A homogeneity test was performed for each element to detect if a single model is sufficient to model the two categories of females (dead and alive) or if two different models should be used. Eleven elements were identified (Ca, Cd, Fe, K, Mg, Na, P, Se, S, Sr, and Zn). Note that this test could detect elements without a direct link to alive status, although the link could be mediated by other elements or factors.

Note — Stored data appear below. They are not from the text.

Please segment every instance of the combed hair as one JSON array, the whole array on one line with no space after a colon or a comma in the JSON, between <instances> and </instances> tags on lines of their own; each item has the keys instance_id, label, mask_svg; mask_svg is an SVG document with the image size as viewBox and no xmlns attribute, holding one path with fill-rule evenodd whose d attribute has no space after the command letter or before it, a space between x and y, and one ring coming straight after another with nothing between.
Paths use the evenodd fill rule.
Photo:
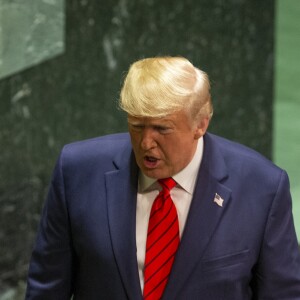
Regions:
<instances>
[{"instance_id":1,"label":"combed hair","mask_svg":"<svg viewBox=\"0 0 300 300\"><path fill-rule=\"evenodd\" d=\"M195 120L211 118L213 112L207 74L183 57L153 57L133 63L119 105L136 117L159 118L185 110Z\"/></svg>"}]
</instances>

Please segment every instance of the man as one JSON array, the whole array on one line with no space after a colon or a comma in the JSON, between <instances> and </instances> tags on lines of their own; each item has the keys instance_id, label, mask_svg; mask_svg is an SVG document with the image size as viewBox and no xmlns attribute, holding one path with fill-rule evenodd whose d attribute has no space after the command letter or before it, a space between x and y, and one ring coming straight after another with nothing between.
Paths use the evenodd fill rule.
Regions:
<instances>
[{"instance_id":1,"label":"man","mask_svg":"<svg viewBox=\"0 0 300 300\"><path fill-rule=\"evenodd\" d=\"M287 174L206 132L209 89L184 58L131 66L129 135L61 152L26 299L300 299Z\"/></svg>"}]
</instances>

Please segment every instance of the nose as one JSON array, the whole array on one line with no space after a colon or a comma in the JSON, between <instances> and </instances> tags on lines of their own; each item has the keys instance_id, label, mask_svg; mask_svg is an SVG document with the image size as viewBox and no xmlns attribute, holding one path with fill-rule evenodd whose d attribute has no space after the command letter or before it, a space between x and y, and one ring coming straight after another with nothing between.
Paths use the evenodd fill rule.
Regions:
<instances>
[{"instance_id":1,"label":"nose","mask_svg":"<svg viewBox=\"0 0 300 300\"><path fill-rule=\"evenodd\" d=\"M151 128L144 128L141 135L141 148L149 150L157 146L155 141L155 132Z\"/></svg>"}]
</instances>

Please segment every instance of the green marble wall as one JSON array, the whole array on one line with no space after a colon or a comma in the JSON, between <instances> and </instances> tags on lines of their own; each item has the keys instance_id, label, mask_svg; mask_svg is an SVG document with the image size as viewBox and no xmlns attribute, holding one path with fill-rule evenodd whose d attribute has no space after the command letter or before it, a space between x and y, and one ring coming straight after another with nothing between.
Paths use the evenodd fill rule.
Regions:
<instances>
[{"instance_id":1,"label":"green marble wall","mask_svg":"<svg viewBox=\"0 0 300 300\"><path fill-rule=\"evenodd\" d=\"M275 44L274 161L287 170L300 243L300 1L278 0Z\"/></svg>"},{"instance_id":2,"label":"green marble wall","mask_svg":"<svg viewBox=\"0 0 300 300\"><path fill-rule=\"evenodd\" d=\"M273 0L66 0L65 21L63 54L0 80L0 286L12 299L62 145L126 130L116 101L131 62L189 58L212 81L210 130L271 157Z\"/></svg>"}]
</instances>

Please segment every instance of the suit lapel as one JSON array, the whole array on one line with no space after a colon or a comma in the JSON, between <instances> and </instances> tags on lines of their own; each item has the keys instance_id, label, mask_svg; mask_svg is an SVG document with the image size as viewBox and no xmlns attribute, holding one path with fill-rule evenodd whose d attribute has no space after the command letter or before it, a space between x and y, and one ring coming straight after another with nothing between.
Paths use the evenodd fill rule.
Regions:
<instances>
[{"instance_id":1,"label":"suit lapel","mask_svg":"<svg viewBox=\"0 0 300 300\"><path fill-rule=\"evenodd\" d=\"M112 247L128 298L141 299L135 238L138 169L129 153L122 153L115 164L117 170L106 173Z\"/></svg>"},{"instance_id":2,"label":"suit lapel","mask_svg":"<svg viewBox=\"0 0 300 300\"><path fill-rule=\"evenodd\" d=\"M209 134L182 240L163 299L175 299L200 262L230 200L231 190L221 183L228 176L226 165ZM213 200L220 195L223 206Z\"/></svg>"}]
</instances>

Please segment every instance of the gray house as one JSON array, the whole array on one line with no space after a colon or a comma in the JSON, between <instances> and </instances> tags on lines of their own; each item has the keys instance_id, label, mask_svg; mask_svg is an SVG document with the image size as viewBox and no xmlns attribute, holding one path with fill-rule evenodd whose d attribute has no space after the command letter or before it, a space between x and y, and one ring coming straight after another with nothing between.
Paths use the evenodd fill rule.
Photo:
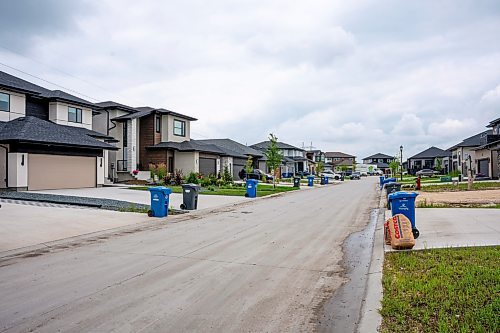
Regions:
<instances>
[{"instance_id":1,"label":"gray house","mask_svg":"<svg viewBox=\"0 0 500 333\"><path fill-rule=\"evenodd\" d=\"M261 152L266 151L267 147L271 144L271 141L263 141L251 145L250 147L260 150ZM309 163L306 157L306 151L301 148L297 148L288 143L278 141L278 149L283 155L283 162L281 166L281 174L297 174L299 172L309 171Z\"/></svg>"},{"instance_id":2,"label":"gray house","mask_svg":"<svg viewBox=\"0 0 500 333\"><path fill-rule=\"evenodd\" d=\"M414 175L417 171L422 169L437 170L441 167L441 172L448 173L450 171L450 157L450 151L437 147L430 147L408 159L408 172Z\"/></svg>"},{"instance_id":3,"label":"gray house","mask_svg":"<svg viewBox=\"0 0 500 333\"><path fill-rule=\"evenodd\" d=\"M96 187L112 137L92 130L99 108L0 72L0 188Z\"/></svg>"},{"instance_id":4,"label":"gray house","mask_svg":"<svg viewBox=\"0 0 500 333\"><path fill-rule=\"evenodd\" d=\"M476 161L476 148L481 146L481 142L484 141L484 139L488 136L493 134L492 130L487 130L481 133L478 133L476 135L473 135L471 137L468 137L467 139L464 139L462 142L454 145L451 148L448 148L448 151L451 152L451 170L452 171L459 171L460 174L463 176L466 176L468 173L468 168L469 165L472 164L473 167L473 173L475 174L478 168L475 167L475 161ZM469 161L470 157L470 162ZM484 162L482 162L484 163ZM482 166L482 164L481 164ZM482 171L486 171L486 167L482 167ZM489 174L488 171L486 173Z\"/></svg>"},{"instance_id":5,"label":"gray house","mask_svg":"<svg viewBox=\"0 0 500 333\"><path fill-rule=\"evenodd\" d=\"M363 158L363 164L376 164L379 170L382 170L384 173L390 173L391 169L389 168L389 163L394 160L394 156L377 153Z\"/></svg>"}]
</instances>

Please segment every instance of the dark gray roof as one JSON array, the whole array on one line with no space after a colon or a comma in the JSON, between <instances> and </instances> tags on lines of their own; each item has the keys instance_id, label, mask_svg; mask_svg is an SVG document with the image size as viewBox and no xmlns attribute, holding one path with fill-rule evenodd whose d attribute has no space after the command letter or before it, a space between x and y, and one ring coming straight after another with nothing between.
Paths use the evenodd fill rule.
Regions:
<instances>
[{"instance_id":1,"label":"dark gray roof","mask_svg":"<svg viewBox=\"0 0 500 333\"><path fill-rule=\"evenodd\" d=\"M206 139L206 140L196 140L196 142L199 142L202 144L213 144L222 150L227 150L228 155L234 156L234 157L248 157L248 155L251 155L254 157L262 157L263 156L262 151L245 146L244 144L241 144L241 143L236 142L236 141L231 140L231 139ZM231 154L229 154L230 152L232 152L236 155L231 155Z\"/></svg>"},{"instance_id":2,"label":"dark gray roof","mask_svg":"<svg viewBox=\"0 0 500 333\"><path fill-rule=\"evenodd\" d=\"M255 149L259 149L259 150L266 150L270 144L271 144L271 141L262 141L262 142L254 144L254 145L251 145L250 147L255 148ZM305 151L304 149L289 145L288 143L278 141L277 144L278 144L279 149L295 149L295 150Z\"/></svg>"},{"instance_id":3,"label":"dark gray roof","mask_svg":"<svg viewBox=\"0 0 500 333\"><path fill-rule=\"evenodd\" d=\"M180 152L199 151L204 153L212 153L217 155L226 155L224 151L215 145L198 143L195 140L182 142L160 142L154 146L147 147L148 149L173 149Z\"/></svg>"},{"instance_id":4,"label":"dark gray roof","mask_svg":"<svg viewBox=\"0 0 500 333\"><path fill-rule=\"evenodd\" d=\"M76 103L78 105L95 108L94 103L84 100L80 97L73 96L61 90L49 90L2 71L0 71L0 87L45 97L47 99L63 100L71 103Z\"/></svg>"},{"instance_id":5,"label":"dark gray roof","mask_svg":"<svg viewBox=\"0 0 500 333\"><path fill-rule=\"evenodd\" d=\"M356 157L354 155L349 155L346 153L342 153L340 151L328 151L325 153L326 157L340 157L340 158L349 158L349 157Z\"/></svg>"},{"instance_id":6,"label":"dark gray roof","mask_svg":"<svg viewBox=\"0 0 500 333\"><path fill-rule=\"evenodd\" d=\"M134 112L138 111L136 108L133 108L133 107L128 106L128 105L116 103L113 101L99 102L99 103L95 103L95 104L103 109L118 109L118 110L130 112L130 113L134 113Z\"/></svg>"},{"instance_id":7,"label":"dark gray roof","mask_svg":"<svg viewBox=\"0 0 500 333\"><path fill-rule=\"evenodd\" d=\"M409 160L416 160L416 159L424 159L424 158L436 158L436 157L449 157L451 156L451 152L447 150L440 149L438 147L430 147L427 148L426 150L413 155L412 157L409 158Z\"/></svg>"},{"instance_id":8,"label":"dark gray roof","mask_svg":"<svg viewBox=\"0 0 500 333\"><path fill-rule=\"evenodd\" d=\"M183 118L183 119L187 119L187 120L190 120L190 121L195 121L195 120L198 120L196 118L193 118L193 117L190 117L190 116L186 116L186 115L183 115L183 114L180 114L180 113L177 113L177 112L174 112L174 111L170 111L170 110L167 110L167 109L154 109L152 107L149 107L149 106L142 106L142 107L138 107L138 108L135 108L137 110L137 112L135 113L131 113L131 114L126 114L126 115L123 115L123 116L120 116L120 117L116 117L116 118L113 118L113 120L117 120L117 121L120 121L120 120L129 120L129 119L137 119L137 118L142 118L142 117L145 117L145 116L148 116L152 113L157 113L157 114L162 114L162 115L172 115L174 117L179 117L179 118Z\"/></svg>"},{"instance_id":9,"label":"dark gray roof","mask_svg":"<svg viewBox=\"0 0 500 333\"><path fill-rule=\"evenodd\" d=\"M500 123L500 118L497 118L495 120L490 121L490 123L488 125L486 125L486 127L493 127L498 123Z\"/></svg>"},{"instance_id":10,"label":"dark gray roof","mask_svg":"<svg viewBox=\"0 0 500 333\"><path fill-rule=\"evenodd\" d=\"M91 137L89 134L92 132L94 131L58 125L51 121L27 116L3 123L0 131L0 142L40 143L108 150L118 149Z\"/></svg>"},{"instance_id":11,"label":"dark gray roof","mask_svg":"<svg viewBox=\"0 0 500 333\"><path fill-rule=\"evenodd\" d=\"M368 157L365 157L363 159L364 160L368 160L368 159L371 159L371 158L394 158L394 156L389 156L389 155L386 155L386 154L377 153L375 155L368 156Z\"/></svg>"},{"instance_id":12,"label":"dark gray roof","mask_svg":"<svg viewBox=\"0 0 500 333\"><path fill-rule=\"evenodd\" d=\"M462 142L454 145L451 148L448 148L448 150L453 150L458 147L478 147L481 145L481 138L484 137L485 135L492 135L493 130L487 130L481 133L478 133L476 135L473 135L471 137L468 137L467 139L464 139Z\"/></svg>"},{"instance_id":13,"label":"dark gray roof","mask_svg":"<svg viewBox=\"0 0 500 333\"><path fill-rule=\"evenodd\" d=\"M387 169L387 168L389 168L389 164L387 164L387 163L377 163L377 168L378 169Z\"/></svg>"}]
</instances>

Then a generalized linear model was set up using all the elements in a single analysis as well as the interaction with sampling year as a factor. The model was then simplified using AICc. Overall, 1000 replicates were performed using UnQ values that were replaced by a random number obtained from posterior predictive distribution. In all the 1000 replicates, only two elements were selected: Cd and Na. The other previously identified elements were never selected (Ca, Fe, K, Mg, P, Se, S, Sr, and Zn). Cd concentration was higher in turtles that died on the beach, while Na concentration was lower in these individuals (Figure 6). These findings are concordant with the results found using a completely different method, namely the iconography of correlations [9]. The two elements Cd and Na identified as being significantly associated with dead or alive status were also identified as being in direct interaction with this status using the iconography of correlations method [9]. Among the 11 elements that were better modeled with two distributions, 10 were shown to be linked with Na concentration using the iconography of correlations and then indirectly with alive or dead status. The very similar results obtained by two innovative and unrelated methods can be used to validate both. The only element that we detected to be better modeled using two distributions for dead and alive individuals, which was not found in a previous study, is Strontium (Sr). Sr is an inorganic non-essential element that occurs naturally in igneous rocks. Its concentration was higher in dead compared with alive turtles (dead: mean = 1.82, median = 1.11, max = 9.23; alive: mean = 1.06, median = 0.99, max = 3.13; Table 2 in [9]). Sr is chemically similar to Ca and is often incorporated into bone and eggshells by organisms [40]. Typically, Ca and Sr incorporated into the egg originates from the bones and blood of the female [41]. High concentrations of Sr in avian eggshells have been associated with reduced hatching success [42] and increased egg breakage and possibly bone deformities [43]. We do not have information about the toxicity of Sr in marine turtles [44], although more attention should clearly be given to this element in the future.

5. Conclusions

Analytical science in environmental research is frequently confronted with the problem of detection limits or missing data in the analyzed variables. This situation precludes the use of common methods of statistical analysis. The objective of the present work was to develop a method to fill in these gaps. Using both conditional maximum likelihood and Bayesian statistics, we were able to build a model to respond to our objectives: (1) to generate a value to replace UnQ data with a single value for all measurements or a random value respecting the fitted distribution; (2) to handle both the lower detection limit (LDL) and the upper detection limit (UDL); (3) to deal with varying detection limits; (4) to handle censored and truncated data; and (5) to fit a mixture model with several distribution models in a single dataset. However, in our opinion, the main difficulty was being able to provide a method that can be used by researchers without a strong background in statistics. This was achieved by developing an online application in which the user provides the series of values and the limit of detection, with all the tests being performed automatically.